Professor Knohl defended his theory at a conference at the Israel Museum in Jerusalem marking 60 years since the discovery of the Dead Sea Scrolls. He said that New Testament writers could have adapted a widely held messianic story in Judaism to Jesus and his followers.


Others, of course, dispute this interpretation of a damaged text.

I regard it as an intriguing but unproved theory.

But it won't affect modern Christianity, either way. If it were shown definitively that resurrection stories preceded Jesus, Christians would respond by saying that of course the resurrection was prophesied, and this is not diminished by its application to a false prophet.

It's not as though this is the only myth suspected to precede Christianity; other resurrection myths are known to precede it. For example, Paul Tobin summarizes:

The myth of Adonis was known to the Greeks as early as the fifth century BCE. The Egyptian myth of Osiris dates back to at least 4,000 BCE and was recorded in detail by the Greek biographer Plutarch (c46-120 CE). The Persian Sun-God Mithras was mentioned in the writings of the Greek historian Herodotus (c480-c245 BCE). The cult of Mithraism reached Rome in the first century BCE.

The way the early church fathers defended against the mystery religions showed that they knew these pagan myths antedated the Christian ones. Justin Martyr (c160-165) claimed that the devil plagiarized Christianity by anticipation with the pagan religions in order to lead people from the true faith. He claimed the myth of the virgin birth of Perseus, an ancient Greek legend that preceded Christianity, was pre-copied by the "deceiving serpent" (Dialogue with Trypho: 70). Similarly he asserted that the cultic rites of Mithraism had a diabolical origin (Apology 1:66).

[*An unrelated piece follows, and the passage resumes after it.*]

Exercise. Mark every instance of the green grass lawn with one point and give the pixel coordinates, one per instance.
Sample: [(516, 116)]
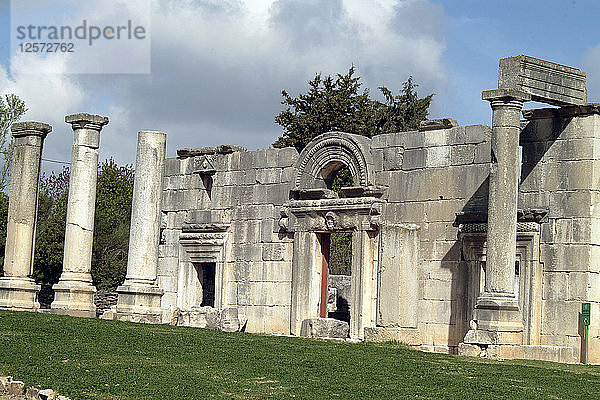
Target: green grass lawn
[(96, 359)]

Tertulian (c160-c225) made the same claim: that it was the devil that provided this "mimicry" [notes omitted].


If you believe that there is a God who can raise people from the dead, that you will live forever in Heaven, that you talk to God, etc., then you'll hardly be troubled by conflicting resurrection stories. This is, after all, about faith. If we restrict the discussion to proof, then all resurrection stories are easily recognized as myths.